Why this matters: Benchmark for what’s possible with dedicated silicon — context for cloud routing decisions.
Industry & Trends
Google I/O 2026: agentic Gemini across products
Google reports 3.2 quadrillion monthly tokens across AI systems; Gemini integration expanding to Search, Android Studio, and enterprise tools.
Why this matters: Scale context for where Google’s agentic push is heading — relevant for model selection.
Railway: the agent-native cloud
Railway has 3M users, 100K signups/week, $200K+ coding agent spend, and is building for a post-PR workflow — own-metal data centres.

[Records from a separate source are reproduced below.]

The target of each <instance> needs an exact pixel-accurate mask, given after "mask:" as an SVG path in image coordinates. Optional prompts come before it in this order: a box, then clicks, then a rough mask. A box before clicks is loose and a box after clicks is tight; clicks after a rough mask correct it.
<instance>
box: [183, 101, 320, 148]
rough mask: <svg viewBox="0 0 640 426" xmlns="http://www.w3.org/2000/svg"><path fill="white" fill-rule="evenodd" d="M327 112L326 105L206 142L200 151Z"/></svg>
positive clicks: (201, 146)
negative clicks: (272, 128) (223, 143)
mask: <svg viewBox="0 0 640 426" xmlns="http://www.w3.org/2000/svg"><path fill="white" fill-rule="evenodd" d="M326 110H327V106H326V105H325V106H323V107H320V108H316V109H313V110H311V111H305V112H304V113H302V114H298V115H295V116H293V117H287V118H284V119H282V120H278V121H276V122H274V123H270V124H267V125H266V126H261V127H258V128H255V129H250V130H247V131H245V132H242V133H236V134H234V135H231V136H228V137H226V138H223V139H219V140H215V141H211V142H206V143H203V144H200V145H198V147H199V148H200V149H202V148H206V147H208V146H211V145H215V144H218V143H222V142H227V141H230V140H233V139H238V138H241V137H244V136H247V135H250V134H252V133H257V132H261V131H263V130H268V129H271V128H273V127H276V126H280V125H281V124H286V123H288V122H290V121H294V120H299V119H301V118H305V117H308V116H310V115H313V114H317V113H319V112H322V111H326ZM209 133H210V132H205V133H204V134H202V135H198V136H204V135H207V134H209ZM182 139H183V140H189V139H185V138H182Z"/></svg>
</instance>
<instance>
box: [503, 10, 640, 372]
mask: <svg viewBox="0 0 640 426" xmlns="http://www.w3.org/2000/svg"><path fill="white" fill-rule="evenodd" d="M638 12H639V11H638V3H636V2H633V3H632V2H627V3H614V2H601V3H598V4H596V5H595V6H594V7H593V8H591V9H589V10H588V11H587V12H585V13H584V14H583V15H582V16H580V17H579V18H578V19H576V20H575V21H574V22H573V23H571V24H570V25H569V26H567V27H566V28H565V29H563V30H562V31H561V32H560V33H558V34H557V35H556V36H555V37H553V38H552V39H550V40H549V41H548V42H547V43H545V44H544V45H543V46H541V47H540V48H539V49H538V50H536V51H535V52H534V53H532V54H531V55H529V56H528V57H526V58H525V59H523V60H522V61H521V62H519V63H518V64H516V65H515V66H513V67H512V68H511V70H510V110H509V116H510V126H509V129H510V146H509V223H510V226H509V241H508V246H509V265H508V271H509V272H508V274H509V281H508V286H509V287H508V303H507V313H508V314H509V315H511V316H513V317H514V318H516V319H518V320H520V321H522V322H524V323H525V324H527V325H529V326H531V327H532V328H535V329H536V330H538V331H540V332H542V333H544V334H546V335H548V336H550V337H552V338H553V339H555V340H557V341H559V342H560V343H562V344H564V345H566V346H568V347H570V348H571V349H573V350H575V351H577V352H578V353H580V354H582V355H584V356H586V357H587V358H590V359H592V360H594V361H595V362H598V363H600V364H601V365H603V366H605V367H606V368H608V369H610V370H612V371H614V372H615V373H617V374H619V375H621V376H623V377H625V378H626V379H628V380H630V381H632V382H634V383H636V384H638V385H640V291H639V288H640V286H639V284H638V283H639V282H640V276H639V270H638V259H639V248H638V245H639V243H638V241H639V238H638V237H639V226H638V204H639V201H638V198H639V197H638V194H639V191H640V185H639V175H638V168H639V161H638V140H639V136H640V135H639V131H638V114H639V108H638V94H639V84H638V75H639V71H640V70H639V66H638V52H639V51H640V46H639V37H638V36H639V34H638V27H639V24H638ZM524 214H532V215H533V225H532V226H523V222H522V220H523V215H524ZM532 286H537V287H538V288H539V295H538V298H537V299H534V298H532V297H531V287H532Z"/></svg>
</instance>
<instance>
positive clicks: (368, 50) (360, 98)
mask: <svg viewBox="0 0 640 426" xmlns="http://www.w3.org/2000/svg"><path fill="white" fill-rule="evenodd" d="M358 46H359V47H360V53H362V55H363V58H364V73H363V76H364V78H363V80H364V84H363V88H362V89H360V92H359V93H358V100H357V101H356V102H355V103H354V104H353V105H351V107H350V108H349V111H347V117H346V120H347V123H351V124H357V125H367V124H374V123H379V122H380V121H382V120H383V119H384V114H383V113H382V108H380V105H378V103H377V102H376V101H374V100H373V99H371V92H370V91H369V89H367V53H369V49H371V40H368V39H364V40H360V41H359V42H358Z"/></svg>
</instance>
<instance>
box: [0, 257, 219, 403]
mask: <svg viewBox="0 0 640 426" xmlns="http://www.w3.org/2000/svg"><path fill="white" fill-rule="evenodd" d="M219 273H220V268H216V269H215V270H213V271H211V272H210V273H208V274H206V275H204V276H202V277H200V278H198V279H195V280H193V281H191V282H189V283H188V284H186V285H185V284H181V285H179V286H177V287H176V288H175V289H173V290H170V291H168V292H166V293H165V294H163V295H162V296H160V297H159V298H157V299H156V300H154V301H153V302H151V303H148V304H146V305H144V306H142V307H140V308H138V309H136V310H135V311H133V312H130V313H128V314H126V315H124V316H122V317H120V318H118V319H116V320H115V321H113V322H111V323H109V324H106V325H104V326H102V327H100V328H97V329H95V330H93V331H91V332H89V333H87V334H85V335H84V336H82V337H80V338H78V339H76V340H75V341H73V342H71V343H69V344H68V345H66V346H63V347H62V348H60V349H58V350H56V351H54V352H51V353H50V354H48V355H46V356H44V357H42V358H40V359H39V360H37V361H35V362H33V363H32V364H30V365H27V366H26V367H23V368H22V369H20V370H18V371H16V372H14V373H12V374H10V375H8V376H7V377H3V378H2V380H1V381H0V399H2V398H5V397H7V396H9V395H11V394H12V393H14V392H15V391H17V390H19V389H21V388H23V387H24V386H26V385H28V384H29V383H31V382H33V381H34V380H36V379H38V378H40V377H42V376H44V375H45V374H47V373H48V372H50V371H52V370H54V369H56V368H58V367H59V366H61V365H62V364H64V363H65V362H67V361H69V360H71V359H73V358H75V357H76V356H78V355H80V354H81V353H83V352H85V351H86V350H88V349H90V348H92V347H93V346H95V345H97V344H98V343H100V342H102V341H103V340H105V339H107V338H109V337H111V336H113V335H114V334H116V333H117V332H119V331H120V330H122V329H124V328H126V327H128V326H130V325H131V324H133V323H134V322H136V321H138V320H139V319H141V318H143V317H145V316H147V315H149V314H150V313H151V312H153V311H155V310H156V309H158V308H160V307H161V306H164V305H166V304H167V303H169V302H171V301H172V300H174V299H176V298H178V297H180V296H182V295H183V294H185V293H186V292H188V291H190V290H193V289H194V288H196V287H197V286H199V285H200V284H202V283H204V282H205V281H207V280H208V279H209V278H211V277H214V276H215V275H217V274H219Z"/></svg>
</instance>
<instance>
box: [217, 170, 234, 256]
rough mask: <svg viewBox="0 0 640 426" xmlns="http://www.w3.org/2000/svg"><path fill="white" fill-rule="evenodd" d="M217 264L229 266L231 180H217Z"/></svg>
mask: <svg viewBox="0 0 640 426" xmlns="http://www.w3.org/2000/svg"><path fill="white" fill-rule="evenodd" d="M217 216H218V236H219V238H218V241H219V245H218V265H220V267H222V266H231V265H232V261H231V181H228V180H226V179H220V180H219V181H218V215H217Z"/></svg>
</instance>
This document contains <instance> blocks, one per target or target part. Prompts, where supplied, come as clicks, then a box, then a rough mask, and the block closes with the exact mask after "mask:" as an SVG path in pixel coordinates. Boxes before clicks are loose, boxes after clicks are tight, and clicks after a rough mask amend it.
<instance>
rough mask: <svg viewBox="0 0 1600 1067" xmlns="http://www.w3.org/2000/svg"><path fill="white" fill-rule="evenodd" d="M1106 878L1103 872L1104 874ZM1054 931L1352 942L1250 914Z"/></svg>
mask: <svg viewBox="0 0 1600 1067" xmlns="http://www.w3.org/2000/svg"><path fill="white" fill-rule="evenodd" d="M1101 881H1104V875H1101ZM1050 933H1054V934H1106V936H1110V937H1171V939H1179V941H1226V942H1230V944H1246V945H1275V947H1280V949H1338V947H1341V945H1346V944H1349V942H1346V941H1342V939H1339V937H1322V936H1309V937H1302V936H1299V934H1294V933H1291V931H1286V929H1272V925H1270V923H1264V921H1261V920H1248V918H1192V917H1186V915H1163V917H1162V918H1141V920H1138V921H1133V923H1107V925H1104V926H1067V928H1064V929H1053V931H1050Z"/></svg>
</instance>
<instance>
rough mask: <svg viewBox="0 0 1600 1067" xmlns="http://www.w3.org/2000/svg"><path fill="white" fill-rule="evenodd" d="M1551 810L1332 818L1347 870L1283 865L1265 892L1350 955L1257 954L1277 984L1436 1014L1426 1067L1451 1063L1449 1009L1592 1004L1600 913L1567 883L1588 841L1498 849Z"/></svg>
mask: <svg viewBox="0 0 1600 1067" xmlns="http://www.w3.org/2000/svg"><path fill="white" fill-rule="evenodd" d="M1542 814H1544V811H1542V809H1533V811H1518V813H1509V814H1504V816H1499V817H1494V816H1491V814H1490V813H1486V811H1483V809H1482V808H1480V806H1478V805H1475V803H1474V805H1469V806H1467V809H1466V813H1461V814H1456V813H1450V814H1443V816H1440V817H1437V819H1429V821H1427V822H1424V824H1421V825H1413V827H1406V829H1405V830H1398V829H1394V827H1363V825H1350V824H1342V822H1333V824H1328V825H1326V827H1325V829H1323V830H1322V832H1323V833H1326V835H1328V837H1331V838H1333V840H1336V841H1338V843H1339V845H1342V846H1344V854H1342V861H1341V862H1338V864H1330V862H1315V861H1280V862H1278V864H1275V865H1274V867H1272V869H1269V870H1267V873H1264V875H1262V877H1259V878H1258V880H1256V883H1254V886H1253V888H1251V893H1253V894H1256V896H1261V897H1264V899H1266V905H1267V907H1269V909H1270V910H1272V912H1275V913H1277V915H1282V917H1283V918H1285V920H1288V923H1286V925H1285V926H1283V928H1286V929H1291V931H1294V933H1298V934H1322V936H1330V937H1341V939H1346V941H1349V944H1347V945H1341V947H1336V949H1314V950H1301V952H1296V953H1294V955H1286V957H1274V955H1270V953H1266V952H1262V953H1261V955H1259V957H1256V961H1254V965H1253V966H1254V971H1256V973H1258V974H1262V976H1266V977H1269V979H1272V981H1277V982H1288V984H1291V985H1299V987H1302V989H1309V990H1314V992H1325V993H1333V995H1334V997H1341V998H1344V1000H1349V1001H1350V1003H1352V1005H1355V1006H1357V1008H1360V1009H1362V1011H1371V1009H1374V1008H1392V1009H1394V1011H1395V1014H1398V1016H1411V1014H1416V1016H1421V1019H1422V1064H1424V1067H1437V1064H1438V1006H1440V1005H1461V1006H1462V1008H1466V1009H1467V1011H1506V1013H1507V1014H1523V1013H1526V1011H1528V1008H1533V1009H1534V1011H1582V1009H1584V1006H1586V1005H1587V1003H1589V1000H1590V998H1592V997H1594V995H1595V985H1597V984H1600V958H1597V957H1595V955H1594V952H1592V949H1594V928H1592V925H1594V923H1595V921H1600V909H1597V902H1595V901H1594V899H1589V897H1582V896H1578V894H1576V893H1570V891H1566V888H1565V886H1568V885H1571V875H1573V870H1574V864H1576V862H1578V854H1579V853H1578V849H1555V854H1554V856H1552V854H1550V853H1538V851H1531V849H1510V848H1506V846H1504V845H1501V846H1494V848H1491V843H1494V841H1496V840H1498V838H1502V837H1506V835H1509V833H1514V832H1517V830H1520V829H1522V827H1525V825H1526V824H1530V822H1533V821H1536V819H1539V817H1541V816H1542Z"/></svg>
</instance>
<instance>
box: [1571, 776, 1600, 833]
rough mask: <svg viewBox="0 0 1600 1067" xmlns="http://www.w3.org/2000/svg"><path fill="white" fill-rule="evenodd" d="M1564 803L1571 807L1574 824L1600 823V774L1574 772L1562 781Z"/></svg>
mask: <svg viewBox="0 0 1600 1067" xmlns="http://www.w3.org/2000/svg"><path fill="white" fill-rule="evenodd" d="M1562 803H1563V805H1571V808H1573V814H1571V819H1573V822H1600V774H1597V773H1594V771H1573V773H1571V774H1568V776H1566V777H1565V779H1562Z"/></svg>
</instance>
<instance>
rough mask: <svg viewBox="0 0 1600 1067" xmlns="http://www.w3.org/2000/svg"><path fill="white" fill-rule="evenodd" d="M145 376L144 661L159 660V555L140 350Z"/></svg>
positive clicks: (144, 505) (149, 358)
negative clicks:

Why this matters: Concrete example of infra built for agentic dev — the ‘death of PRs’ framing maps to your leaf-node verification problem.
Ramp engineers use Codex for code review
Ramp uses GPT-5.5 via Codex to get substantive code review feedback in minutes instead of hours.
Why this matters: Real adoption story at an engineering org — before/after on review latency.
OpenAI model disproves 80-year-old geometry conjecture
An OpenAI model solved the unit distance problem, disproving a central conjecture in discrete geometry — milestone for AI-driven mathematics.
Why this matters: Frontier capability signal; not directly actionable but notable for reasoning model trajectory.
Org & Leadership
Addressing vibe coding at the professional level
Senior engineer describes colleague shipping 5K LOC / 50 files via zero-plan one-shot prompting with no tests — asks how to intervene.
Why this matters: Exactly the ‘vibe coding as a management problem’ you write about — real-world case of the discipline gap.
Auto-curated daily by Claude Opus 4.7 from Cursor changelog, GitHub: BerriAI/litellm, GitHub: anthropics/claude-code, GitHub: ggml-org/llama.cpp, GitHub: huggingface/transformers, GitHub: langchain-ai/langchain, LangChain blog, Last Week in AI, Latent Space, NVIDIA developer blog, OpenAI blog, Simon Willison, TLDR AI, The Algorithmic Bridge (Alberto Romero), The Pragmatic Engineer (Gergely Orosz), Vercel blog, r/ClaudeAI top, r/LocalLLaMA top, r/MachineLearning top. Source list and editorial profile maintained by Daniel.